That's how Hailu Mergia describes the sound of his album Hailu Mergia & His Classical Instrument, the most recent release on the Awesome Tapes From Africa label. In short, Mergia is a keyboardist, arranger, composer, and veteran of the Addis scene. "Nostalgia" is an apt word–it's the rough translation of the Amharic word "tezeta," which is also used to describe a distinct style of Ethiopian song (articulated in the Ethiopiques series as "blues and ballads"). Like nostalgia, there's something magical about Mergia's music on this record that is hard to put a finger on, difficult to grasp… it's beautiful, familiar, but bearing the disconnect of something past being remembered.

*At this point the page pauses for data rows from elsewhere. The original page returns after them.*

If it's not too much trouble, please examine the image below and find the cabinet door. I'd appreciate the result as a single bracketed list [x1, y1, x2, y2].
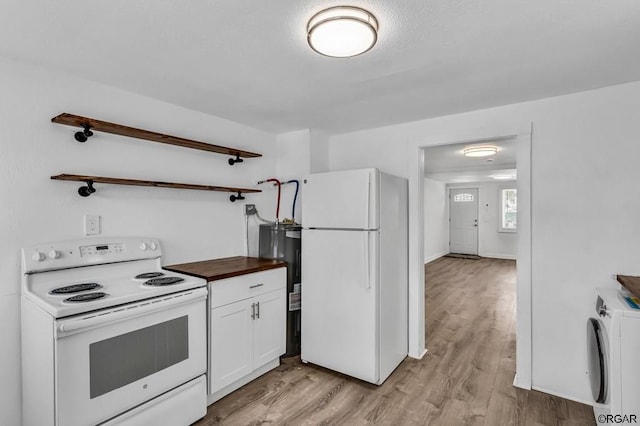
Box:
[209, 299, 254, 393]
[253, 289, 287, 369]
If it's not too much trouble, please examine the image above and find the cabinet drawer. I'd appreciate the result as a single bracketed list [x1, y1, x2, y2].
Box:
[209, 268, 287, 309]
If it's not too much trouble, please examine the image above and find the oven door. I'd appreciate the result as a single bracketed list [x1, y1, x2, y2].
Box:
[55, 287, 207, 426]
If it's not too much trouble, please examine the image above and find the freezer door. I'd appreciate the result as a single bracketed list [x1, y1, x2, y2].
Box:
[302, 169, 379, 229]
[301, 230, 379, 383]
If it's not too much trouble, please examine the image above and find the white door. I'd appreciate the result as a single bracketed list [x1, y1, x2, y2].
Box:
[449, 188, 478, 255]
[302, 169, 378, 229]
[209, 299, 252, 393]
[301, 229, 379, 383]
[253, 289, 287, 369]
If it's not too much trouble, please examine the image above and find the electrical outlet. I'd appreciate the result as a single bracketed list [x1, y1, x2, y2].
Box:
[84, 214, 100, 235]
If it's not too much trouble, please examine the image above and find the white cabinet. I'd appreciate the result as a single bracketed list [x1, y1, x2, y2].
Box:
[208, 267, 287, 403]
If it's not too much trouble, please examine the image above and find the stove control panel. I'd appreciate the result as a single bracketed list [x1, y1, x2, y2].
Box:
[80, 243, 125, 257]
[22, 237, 162, 273]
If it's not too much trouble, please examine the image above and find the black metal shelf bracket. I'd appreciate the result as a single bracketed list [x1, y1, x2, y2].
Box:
[73, 124, 93, 142]
[229, 154, 244, 166]
[78, 180, 96, 197]
[229, 192, 244, 203]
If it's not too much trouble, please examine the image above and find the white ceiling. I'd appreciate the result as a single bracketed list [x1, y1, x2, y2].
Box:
[0, 0, 640, 133]
[424, 139, 517, 183]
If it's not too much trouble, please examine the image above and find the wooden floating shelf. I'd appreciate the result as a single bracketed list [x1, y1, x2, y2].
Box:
[51, 112, 262, 165]
[51, 174, 262, 201]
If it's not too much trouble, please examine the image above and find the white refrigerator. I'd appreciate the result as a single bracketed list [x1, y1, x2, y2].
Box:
[301, 169, 408, 385]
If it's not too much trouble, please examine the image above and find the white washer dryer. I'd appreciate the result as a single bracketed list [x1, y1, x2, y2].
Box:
[587, 289, 640, 424]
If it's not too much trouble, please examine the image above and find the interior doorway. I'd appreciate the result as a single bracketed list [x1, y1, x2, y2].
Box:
[449, 188, 478, 256]
[409, 128, 532, 389]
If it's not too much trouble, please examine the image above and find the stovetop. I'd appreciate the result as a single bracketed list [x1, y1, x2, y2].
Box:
[22, 239, 207, 318]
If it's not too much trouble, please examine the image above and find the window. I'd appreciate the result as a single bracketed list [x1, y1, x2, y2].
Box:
[453, 194, 473, 203]
[498, 188, 518, 232]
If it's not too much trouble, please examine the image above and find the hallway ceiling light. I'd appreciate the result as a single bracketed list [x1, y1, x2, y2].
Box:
[463, 145, 498, 157]
[489, 174, 516, 180]
[307, 6, 378, 58]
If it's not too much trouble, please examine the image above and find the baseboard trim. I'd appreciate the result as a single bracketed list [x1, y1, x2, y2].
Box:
[408, 348, 428, 359]
[424, 250, 449, 264]
[531, 386, 594, 407]
[478, 253, 518, 260]
[513, 373, 531, 390]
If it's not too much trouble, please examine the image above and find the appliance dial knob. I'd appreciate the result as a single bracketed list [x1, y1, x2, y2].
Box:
[31, 251, 46, 262]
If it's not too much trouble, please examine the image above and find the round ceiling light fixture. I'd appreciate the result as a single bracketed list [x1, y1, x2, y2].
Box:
[307, 6, 378, 58]
[463, 145, 498, 157]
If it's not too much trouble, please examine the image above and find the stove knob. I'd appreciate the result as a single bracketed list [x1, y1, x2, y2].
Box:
[31, 251, 46, 262]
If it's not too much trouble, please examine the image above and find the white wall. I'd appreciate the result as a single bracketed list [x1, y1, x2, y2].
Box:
[330, 82, 640, 402]
[424, 178, 449, 263]
[0, 59, 277, 425]
[447, 181, 518, 259]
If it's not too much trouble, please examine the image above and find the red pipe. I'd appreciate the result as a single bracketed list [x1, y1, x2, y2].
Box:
[258, 178, 282, 223]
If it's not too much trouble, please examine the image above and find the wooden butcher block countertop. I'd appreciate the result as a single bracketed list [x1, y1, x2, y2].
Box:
[162, 256, 287, 281]
[616, 275, 640, 297]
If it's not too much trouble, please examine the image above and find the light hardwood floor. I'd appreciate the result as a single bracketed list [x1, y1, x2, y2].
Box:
[196, 257, 595, 426]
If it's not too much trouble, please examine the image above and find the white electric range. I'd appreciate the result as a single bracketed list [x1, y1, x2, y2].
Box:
[22, 237, 207, 426]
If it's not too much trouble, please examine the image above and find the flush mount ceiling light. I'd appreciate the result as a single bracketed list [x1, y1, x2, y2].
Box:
[307, 6, 378, 58]
[463, 145, 498, 157]
[489, 174, 516, 180]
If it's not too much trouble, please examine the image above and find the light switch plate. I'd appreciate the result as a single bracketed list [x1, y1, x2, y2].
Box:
[84, 214, 100, 235]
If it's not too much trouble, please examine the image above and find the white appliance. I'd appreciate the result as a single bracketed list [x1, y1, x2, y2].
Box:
[22, 238, 207, 426]
[587, 289, 640, 424]
[301, 169, 408, 384]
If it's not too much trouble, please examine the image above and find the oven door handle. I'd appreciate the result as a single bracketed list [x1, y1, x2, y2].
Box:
[58, 287, 208, 337]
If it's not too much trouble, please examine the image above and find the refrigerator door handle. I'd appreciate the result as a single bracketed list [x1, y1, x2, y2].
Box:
[363, 232, 371, 289]
[364, 176, 371, 229]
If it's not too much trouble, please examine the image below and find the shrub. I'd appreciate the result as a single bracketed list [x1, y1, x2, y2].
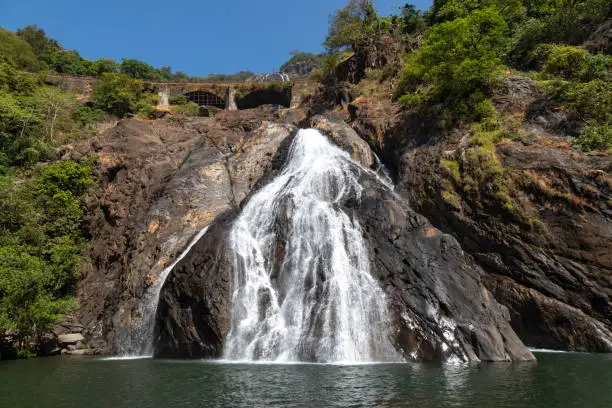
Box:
[572, 123, 612, 152]
[92, 72, 149, 117]
[0, 28, 40, 71]
[543, 45, 589, 79]
[396, 8, 507, 119]
[172, 102, 200, 116]
[168, 95, 189, 105]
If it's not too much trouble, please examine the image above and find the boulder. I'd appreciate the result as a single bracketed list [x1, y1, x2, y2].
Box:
[57, 333, 85, 346]
[154, 119, 534, 361]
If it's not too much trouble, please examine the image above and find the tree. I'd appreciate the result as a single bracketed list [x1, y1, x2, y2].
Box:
[121, 59, 161, 80]
[92, 72, 144, 117]
[17, 25, 62, 61]
[48, 50, 91, 75]
[89, 58, 121, 76]
[0, 28, 40, 71]
[323, 0, 378, 51]
[400, 7, 507, 116]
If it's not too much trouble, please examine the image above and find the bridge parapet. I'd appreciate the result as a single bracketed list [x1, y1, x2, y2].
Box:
[46, 73, 318, 110]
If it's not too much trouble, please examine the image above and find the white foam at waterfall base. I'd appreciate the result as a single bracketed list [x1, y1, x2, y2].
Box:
[116, 226, 208, 359]
[224, 129, 399, 363]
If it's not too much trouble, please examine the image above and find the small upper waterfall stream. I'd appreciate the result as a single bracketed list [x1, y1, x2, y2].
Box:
[116, 227, 208, 356]
[224, 129, 399, 362]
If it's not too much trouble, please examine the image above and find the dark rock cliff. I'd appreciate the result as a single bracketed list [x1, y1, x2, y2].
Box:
[155, 118, 533, 361]
[345, 77, 612, 352]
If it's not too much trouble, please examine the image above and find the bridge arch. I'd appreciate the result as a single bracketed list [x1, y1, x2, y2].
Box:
[184, 90, 225, 109]
[238, 88, 291, 110]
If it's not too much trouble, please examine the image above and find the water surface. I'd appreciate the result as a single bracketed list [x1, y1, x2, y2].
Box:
[0, 353, 612, 408]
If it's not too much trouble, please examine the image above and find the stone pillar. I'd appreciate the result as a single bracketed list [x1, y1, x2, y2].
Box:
[225, 87, 238, 110]
[157, 85, 170, 106]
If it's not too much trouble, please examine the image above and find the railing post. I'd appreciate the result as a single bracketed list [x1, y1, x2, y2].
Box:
[225, 86, 238, 110]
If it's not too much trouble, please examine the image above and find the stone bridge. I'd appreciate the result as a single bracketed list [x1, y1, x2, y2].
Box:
[152, 79, 313, 110]
[42, 73, 317, 110]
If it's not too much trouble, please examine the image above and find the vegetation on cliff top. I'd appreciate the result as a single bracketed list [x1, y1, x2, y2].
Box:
[318, 0, 612, 151]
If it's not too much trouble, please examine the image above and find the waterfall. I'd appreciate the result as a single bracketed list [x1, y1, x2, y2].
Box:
[116, 226, 208, 356]
[224, 129, 399, 362]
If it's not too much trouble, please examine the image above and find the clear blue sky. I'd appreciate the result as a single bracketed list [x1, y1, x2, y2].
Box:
[0, 0, 432, 75]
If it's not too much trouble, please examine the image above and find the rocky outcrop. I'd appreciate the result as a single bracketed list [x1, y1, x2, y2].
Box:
[347, 77, 612, 352]
[61, 109, 294, 352]
[155, 118, 533, 361]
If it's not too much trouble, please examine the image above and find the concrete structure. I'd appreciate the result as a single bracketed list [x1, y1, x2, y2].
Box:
[47, 73, 318, 110]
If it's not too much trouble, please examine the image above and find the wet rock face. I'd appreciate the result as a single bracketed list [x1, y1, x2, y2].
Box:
[155, 123, 533, 361]
[354, 180, 533, 361]
[73, 110, 295, 352]
[154, 213, 233, 358]
[344, 77, 612, 352]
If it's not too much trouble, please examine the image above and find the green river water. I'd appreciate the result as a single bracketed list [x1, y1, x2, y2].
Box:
[0, 353, 612, 408]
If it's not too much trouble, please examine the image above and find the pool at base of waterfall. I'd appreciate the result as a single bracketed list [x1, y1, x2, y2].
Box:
[0, 352, 612, 408]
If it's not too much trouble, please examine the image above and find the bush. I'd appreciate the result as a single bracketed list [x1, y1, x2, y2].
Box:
[92, 72, 150, 117]
[172, 102, 200, 116]
[0, 161, 94, 349]
[396, 8, 507, 119]
[572, 123, 612, 152]
[544, 79, 612, 123]
[543, 45, 589, 79]
[168, 95, 189, 105]
[0, 28, 40, 71]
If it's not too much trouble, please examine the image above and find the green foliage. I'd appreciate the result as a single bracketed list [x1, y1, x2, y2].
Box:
[544, 79, 612, 123]
[323, 0, 378, 51]
[92, 72, 151, 117]
[398, 7, 507, 119]
[543, 45, 589, 79]
[47, 50, 91, 75]
[120, 59, 164, 81]
[17, 25, 62, 64]
[172, 102, 200, 116]
[0, 82, 78, 164]
[0, 28, 40, 71]
[311, 51, 353, 82]
[573, 122, 612, 153]
[0, 162, 94, 344]
[506, 0, 612, 70]
[168, 95, 189, 105]
[89, 58, 120, 76]
[194, 71, 255, 82]
[280, 51, 323, 72]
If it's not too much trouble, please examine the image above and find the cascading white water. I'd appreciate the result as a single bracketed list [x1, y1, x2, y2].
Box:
[224, 129, 399, 362]
[116, 227, 208, 357]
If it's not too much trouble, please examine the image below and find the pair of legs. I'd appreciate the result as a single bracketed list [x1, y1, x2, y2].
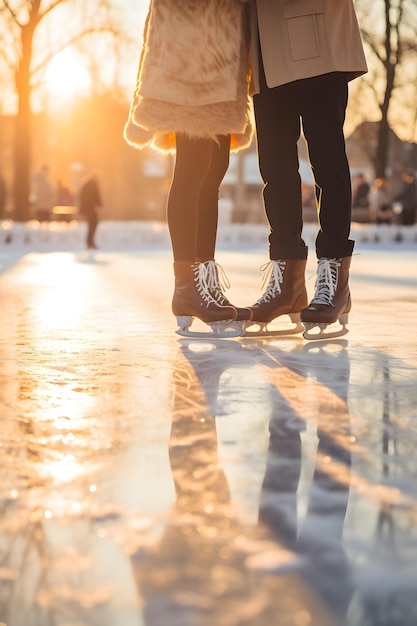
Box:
[254, 70, 353, 259]
[167, 134, 230, 261]
[247, 69, 354, 339]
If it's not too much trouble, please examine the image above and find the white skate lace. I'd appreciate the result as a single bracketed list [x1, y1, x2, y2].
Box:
[194, 263, 217, 306]
[311, 259, 340, 306]
[204, 261, 230, 304]
[256, 261, 285, 304]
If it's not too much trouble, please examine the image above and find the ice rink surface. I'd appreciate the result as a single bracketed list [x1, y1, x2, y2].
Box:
[0, 222, 417, 626]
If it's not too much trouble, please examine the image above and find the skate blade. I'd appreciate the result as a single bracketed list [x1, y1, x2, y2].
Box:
[240, 313, 304, 337]
[175, 320, 245, 339]
[303, 322, 349, 341]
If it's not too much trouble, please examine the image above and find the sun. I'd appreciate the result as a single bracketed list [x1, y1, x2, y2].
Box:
[45, 50, 91, 97]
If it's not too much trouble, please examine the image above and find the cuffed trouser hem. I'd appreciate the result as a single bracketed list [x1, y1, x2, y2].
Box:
[269, 246, 308, 261]
[316, 239, 355, 259]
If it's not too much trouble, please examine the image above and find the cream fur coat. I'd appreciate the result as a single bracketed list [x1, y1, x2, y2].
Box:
[124, 0, 252, 151]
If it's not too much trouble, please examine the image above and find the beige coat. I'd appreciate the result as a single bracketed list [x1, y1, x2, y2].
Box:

Perhaps that magic has something to do with how Mergia is the sole performer on this entire record. The original cassette of Hailu Mergia & His Classical Instrument came out in 1985 as Shemonmuanaye, during the early days of drum machines, synthesizers, and affordable home recording gear. The gossamer beauty of traditional Amhara, Tigrinya and Oromo melodies are thickened in a swirling arrangement of accordion, Rhodes piano, and Moog Synthesizer by a lone performer. Now that this album has been reintroduced in the digital age, it's initial conceit of sounding "modern and old fashioned" has grown even more complicated–Shemonmuanaye documents the past, future, past-future, and, as well as the present day. As piece of "past-future," the album jives neatly with Awesome Tapes' aesthetic, the old (bygone cassette music) given a new life (easily downloadable via their blog).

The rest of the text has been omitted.